Itulah ONENESS – kesatuan – yang diharapkan oleh Yesus ketika ia berdoa: “Supaya mereka semua menjadi satu sama seperti Engkau, ya Bapa, di dalam Aku dan Aku di dalam Engkau.”
Tuhan kita Yesus Kristus dengan demikian berdoa untuk Kesatuan sehingga murid-muridnya dapat mencapai tingkat SATU dalam kata dan tindakan. Salah satu cara termudah menuju kehancuran dan kegagalan dalam hidup adalah melalui perpecahan. Ini bisa dilihat dalam keluarga, komunitas, dan negara. Sering dikatakan: “Bersatu kita teguh, bercerai kita runtuh”.
Dalam Keesaan yang membawa persatuan, setiap bagian sangat penting meskipun tidak dapat dipisahkan. Surat Yohanes (1 Yohanes 4: 11-16) memberi tahu kita tentang hal yang sebenarnya harus mengikat bagian-bagian yang membentuk kesatuan. Hal yang dimaksud adalah kasih. Rasul Yohanes memberi tahu bahwa karena Allah begitu mengasihi kita, kita harus saling mengasihi. Itu berarti bahwa bahwa kita tidak dapat mencapai Kesatuan, kebersamaan, jika kita gagal untuk mencintai. Dengan demikian, kasih menjadi perekat yang memegang dan menopang kesatuan dan keesaan yang Tuhan kita Yesus Kristus doakan.
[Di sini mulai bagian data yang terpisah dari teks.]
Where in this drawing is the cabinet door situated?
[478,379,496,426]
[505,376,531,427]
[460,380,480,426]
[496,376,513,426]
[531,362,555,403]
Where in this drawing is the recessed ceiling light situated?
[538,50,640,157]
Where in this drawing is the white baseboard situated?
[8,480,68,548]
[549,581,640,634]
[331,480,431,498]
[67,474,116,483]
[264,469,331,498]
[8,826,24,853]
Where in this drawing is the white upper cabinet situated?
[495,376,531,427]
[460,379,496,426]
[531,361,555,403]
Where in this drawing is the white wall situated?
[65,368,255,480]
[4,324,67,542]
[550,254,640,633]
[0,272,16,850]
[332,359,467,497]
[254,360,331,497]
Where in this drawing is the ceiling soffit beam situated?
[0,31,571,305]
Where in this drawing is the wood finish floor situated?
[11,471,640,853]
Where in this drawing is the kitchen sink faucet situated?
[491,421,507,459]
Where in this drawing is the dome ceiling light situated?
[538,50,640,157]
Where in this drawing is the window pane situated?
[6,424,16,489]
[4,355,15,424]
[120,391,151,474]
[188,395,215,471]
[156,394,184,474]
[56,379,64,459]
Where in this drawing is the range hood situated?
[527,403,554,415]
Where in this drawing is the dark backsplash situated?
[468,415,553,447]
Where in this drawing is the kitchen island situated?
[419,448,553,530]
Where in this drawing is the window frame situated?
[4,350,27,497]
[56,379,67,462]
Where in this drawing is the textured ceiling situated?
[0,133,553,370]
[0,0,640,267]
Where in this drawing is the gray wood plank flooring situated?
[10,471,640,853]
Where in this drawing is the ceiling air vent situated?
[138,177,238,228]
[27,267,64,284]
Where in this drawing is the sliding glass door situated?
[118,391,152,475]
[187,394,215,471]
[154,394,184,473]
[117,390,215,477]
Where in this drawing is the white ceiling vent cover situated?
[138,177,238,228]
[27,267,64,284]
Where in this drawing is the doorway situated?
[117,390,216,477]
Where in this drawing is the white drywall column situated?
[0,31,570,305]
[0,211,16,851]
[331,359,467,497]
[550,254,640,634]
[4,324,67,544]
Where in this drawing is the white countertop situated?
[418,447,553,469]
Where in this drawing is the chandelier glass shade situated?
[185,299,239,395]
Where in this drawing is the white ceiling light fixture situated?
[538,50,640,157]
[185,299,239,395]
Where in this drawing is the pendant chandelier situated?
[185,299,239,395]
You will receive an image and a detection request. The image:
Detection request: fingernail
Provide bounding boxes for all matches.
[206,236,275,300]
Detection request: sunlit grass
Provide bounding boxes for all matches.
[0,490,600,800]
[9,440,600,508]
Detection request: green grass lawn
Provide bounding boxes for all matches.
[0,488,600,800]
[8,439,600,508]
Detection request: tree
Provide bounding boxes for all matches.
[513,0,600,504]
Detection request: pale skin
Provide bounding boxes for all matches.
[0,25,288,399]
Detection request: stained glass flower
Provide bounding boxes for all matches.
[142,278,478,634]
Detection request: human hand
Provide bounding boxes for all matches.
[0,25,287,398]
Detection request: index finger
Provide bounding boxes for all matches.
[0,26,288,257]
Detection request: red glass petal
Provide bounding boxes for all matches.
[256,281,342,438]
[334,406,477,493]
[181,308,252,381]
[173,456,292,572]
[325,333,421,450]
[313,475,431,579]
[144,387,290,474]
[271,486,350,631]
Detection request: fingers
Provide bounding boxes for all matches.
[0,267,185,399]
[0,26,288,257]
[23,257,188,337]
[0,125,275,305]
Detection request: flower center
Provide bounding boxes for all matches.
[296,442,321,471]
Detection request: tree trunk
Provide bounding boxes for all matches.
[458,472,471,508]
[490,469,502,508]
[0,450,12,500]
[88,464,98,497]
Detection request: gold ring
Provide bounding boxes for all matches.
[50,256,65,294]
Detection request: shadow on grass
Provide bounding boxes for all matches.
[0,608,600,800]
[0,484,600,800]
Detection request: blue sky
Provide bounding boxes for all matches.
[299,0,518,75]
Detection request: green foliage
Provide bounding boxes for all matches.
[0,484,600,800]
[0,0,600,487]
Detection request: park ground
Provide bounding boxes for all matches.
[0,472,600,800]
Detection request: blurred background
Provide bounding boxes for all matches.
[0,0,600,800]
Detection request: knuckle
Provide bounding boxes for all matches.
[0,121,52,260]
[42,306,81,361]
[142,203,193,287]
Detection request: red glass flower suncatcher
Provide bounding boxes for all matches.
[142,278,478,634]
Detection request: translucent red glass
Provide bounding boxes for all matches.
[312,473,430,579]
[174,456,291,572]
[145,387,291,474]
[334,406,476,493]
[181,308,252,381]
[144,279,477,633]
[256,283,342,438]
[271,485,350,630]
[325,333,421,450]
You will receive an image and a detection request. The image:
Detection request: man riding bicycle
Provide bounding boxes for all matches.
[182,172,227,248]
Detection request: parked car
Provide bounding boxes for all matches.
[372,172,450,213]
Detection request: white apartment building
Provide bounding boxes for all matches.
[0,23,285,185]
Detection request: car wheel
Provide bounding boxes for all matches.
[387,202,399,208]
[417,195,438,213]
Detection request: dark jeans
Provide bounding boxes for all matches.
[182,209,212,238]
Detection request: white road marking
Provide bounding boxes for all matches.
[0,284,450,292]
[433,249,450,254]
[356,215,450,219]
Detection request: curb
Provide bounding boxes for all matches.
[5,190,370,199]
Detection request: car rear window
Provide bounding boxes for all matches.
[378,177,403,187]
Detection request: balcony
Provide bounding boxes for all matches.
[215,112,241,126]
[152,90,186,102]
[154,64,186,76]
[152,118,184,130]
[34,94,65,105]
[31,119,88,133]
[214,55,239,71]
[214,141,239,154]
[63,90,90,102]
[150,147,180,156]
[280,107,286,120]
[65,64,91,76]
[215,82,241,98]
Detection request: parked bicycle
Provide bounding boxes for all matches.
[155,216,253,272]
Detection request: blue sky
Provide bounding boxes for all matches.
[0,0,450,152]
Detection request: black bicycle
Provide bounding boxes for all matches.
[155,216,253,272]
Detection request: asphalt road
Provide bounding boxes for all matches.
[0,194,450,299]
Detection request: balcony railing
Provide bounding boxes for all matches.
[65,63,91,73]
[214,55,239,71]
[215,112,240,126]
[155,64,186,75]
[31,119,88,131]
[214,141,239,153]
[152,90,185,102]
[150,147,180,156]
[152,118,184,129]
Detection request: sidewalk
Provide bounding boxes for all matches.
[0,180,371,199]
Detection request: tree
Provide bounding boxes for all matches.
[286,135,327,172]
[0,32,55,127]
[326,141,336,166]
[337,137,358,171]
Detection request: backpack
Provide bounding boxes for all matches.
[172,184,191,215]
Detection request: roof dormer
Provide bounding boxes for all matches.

Kasih itu didasarkan pada kebenaran bahwa kita adalah milik Allah. “Aku telah mempermuliakan Engkau di bumi dengan jalan menyelesaikan pekerjaan yang Engkau berikan kepada-Ku untuk melakukannya… Aku telah menyatakan nama-Mu kepada semua orang, yang Engkau berikan kepada-Ku dari dunia. Mereka itu milik-Mu dan Engkau telah memberikan mereka kepada-Ku dan mereka telah menuruti firman-Mu,” (Yoh 7: 4, 6).
Jadi kita ini milik Allah. Apa yang akan berubah dalam sikap saya jika saya percaya dan berpegang pada kebenaran bahwa seseorang yang ada di samping saya adalah milik Allah, sama seperti saya juga milik Allah? Dan karena itu kita semua adalah satu, tak terpisah satu sama lain. Tidakkah saya dengan senang hati membungkuk mengikatkan tali sepatu saudara atau saudari yang ada di samping saya? Tidakkah dengan senang hati saya membantu meringankan beban saudara/saudari saya? Jika saya sungguh-sungguh yakin bahwa setiap orang di dekat saya, rekan kerja, teman saya ke sekolah, orang-orang yang saya jumpai setiap hari, adalah bagian dari saya, mengapa harus iri hati? Mengapa harus membenci? Mengapa harus melukai? Mengapa kemanusiaan kita harus terluka karena dengan mudahnya orang menghilangkan nyawa orang lain, entah apapun alasannya?
Mari berdoa bersama Yesus: “Ya Bapa yang kudus, peliharalah kami dalam nama-Mu, yaitu nama-Mu yang telah Engkau berikan kepada Putera-Mu, supaya kami menjadi satu sama seperti Engkau dan Putera-Mu adalah satu.”
Bacaan hari ini: Kis. 20:17-27; Mzm. 68:10-11,20-21; Yoh. 17:1-11a.